Our Wilderness Neighbors

By Ruby Murray

Gypsy printed L-O-S-T, thinking he was gone, gone, gone. Squinting through tears, she added seven-year-old Chihuahua-Pomeranian mix, Hollenbeck Park. “It’s my fault,” she said, crossing her arms over her tiny belly and curling forward in the narrow aisle of the RV.

“I’m coming, Fluffy,” she whispered.

The day after they arrived from L.A., Brad went fishing and his stepdaughter, Jen, rafted the White Salmon River. Gypsy put her dog on a long leash outside the rented RV and sat to absorb the scene before her.

Mt. Adams reclined like a pasha waiting to receive them, tilted back on an elbow. Snowfields dotted its belly and firs covered the flanks that extended for miles. The forests rolled down to the pasture next to the park, where tan cattle grazed lime-green grass. Time, light, even the air felt still.

Gypsy sat for hours. She brought a drumstick outside and stood chewing. She was memorizing the lines of the mountain’s body—the circular snowfield, a long vertical stripe that punctuated the red-brown surface—when yellow jackets began to encircle her chicken. She waved one onto the gelled tufts of her hair, where it stung her scalp; another pounded her forearm. She threw the chicken and went to put ice on the stings. When she returned, less than an hour later, the leash was stretched tight around the RV tire and Fluffy was gone.

When Brad and Jen came home, they canvassed the area. Neither the grass nor the stream bank indicated his direction. The one neighbor had not seen him.

Shadows in the pines were deepening when they finished posting lost dog flyers. Gypsy hadn’t noticed the reader board that shouted “Bee Spray” until her second trip to the store. She hadn’t seen the yellow plastic bee traps tacked to the trees near the picnic table. Nor had she read the “Bears and You” leaflet near the register.

“Sorry, Grandma.” Jen read, “Leave your pet at home. The excited barking of a dog can enrage a bear.”

“I didn’t hear any barking,” Gypsy said.

Gypsy took Brad’s steelhead from the cooler. She shifted ice off the fish, listening for her son’s half-snores. Jen slept a few feet away. Gypsy put on wedge sandals, picked up fishing line and her keys with the tiny scissors, and stole outside.

The number of stars stopped her.

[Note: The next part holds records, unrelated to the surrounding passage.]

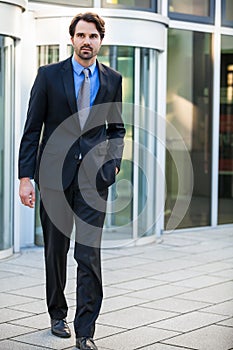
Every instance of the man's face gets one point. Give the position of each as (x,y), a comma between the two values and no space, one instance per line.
(86,42)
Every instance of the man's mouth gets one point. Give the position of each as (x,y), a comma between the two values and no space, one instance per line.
(86,48)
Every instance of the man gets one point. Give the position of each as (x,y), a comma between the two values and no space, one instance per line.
(73,158)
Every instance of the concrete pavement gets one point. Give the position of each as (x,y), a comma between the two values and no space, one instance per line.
(169,296)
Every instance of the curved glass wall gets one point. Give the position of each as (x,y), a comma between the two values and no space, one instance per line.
(225,191)
(6,140)
(131,204)
(189,110)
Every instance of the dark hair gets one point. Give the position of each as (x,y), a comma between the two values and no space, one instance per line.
(88,17)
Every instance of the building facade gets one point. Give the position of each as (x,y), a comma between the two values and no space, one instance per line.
(176,59)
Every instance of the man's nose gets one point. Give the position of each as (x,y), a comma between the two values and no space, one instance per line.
(87,40)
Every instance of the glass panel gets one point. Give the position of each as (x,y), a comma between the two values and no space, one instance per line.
(46,54)
(229,10)
(189,94)
(190,7)
(6,140)
(134,4)
(81,3)
(146,176)
(120,210)
(225,213)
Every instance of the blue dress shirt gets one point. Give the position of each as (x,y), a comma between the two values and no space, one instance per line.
(79,77)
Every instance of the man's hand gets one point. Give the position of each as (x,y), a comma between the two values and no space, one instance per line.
(27,192)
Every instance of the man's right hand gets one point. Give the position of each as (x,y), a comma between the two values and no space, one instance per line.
(27,192)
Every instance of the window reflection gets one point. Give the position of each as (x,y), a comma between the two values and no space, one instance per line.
(133,4)
(189,94)
(6,140)
(191,7)
(226,133)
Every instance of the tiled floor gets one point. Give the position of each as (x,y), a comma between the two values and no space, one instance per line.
(169,296)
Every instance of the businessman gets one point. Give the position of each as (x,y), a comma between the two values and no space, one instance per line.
(72,147)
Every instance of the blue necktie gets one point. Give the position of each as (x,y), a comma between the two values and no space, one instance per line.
(83,101)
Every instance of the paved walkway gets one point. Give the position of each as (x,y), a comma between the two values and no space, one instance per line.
(169,296)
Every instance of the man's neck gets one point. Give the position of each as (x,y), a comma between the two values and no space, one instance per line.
(85,63)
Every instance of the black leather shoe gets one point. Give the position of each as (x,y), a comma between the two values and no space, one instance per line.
(84,343)
(60,328)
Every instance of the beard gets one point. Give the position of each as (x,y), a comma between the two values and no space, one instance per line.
(85,53)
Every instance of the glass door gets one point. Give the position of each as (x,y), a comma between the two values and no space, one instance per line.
(6,141)
(131,205)
(225,191)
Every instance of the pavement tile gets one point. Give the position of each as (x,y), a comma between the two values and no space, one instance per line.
(225,308)
(212,267)
(174,295)
(123,275)
(139,284)
(228,323)
(177,275)
(7,274)
(123,262)
(159,292)
(134,338)
(133,317)
(46,340)
(37,291)
(200,281)
(41,321)
(36,307)
(175,305)
(14,345)
(7,315)
(207,338)
(119,302)
(189,322)
(11,284)
(213,294)
(158,346)
(114,291)
(8,300)
(8,330)
(225,274)
(103,331)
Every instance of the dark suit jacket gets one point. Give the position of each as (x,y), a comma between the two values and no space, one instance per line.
(52,138)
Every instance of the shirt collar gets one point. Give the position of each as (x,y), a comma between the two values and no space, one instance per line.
(78,68)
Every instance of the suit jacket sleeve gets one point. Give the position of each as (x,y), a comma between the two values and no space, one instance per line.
(33,126)
(116,130)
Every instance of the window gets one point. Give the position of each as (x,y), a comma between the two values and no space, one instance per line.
(47,54)
(81,3)
(192,10)
(227,13)
(148,5)
(225,214)
(189,110)
(6,140)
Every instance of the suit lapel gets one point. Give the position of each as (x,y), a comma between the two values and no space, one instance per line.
(100,97)
(68,80)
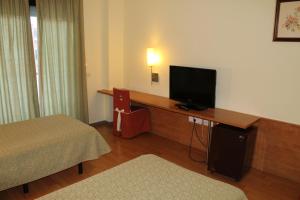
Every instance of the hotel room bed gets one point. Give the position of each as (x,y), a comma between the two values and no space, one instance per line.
(148,177)
(32,149)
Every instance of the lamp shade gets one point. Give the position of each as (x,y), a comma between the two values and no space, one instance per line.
(152,57)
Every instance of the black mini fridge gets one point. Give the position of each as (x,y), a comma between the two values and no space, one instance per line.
(231,150)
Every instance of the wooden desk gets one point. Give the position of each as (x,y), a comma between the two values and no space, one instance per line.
(216,115)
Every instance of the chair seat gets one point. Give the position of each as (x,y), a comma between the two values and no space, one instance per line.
(133,120)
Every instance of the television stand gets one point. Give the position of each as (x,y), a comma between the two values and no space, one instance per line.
(188,107)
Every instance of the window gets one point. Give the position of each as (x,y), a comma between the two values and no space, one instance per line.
(34,30)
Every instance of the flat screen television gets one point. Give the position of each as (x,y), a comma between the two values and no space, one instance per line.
(195,88)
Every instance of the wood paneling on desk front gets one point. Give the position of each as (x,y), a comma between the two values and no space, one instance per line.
(277,149)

She couldn’t remember the last time she’d seen the wide path of the Milky Way. This is what she wanted to give Brad and his stepdaughter. She tied line around the fish, looping it on a cottonwood branch. She would wait for the animal that came to get it; she’d know who had taken the dog. She’d follow—at a safe distance—and find the place Fluffy died. She owed it to him.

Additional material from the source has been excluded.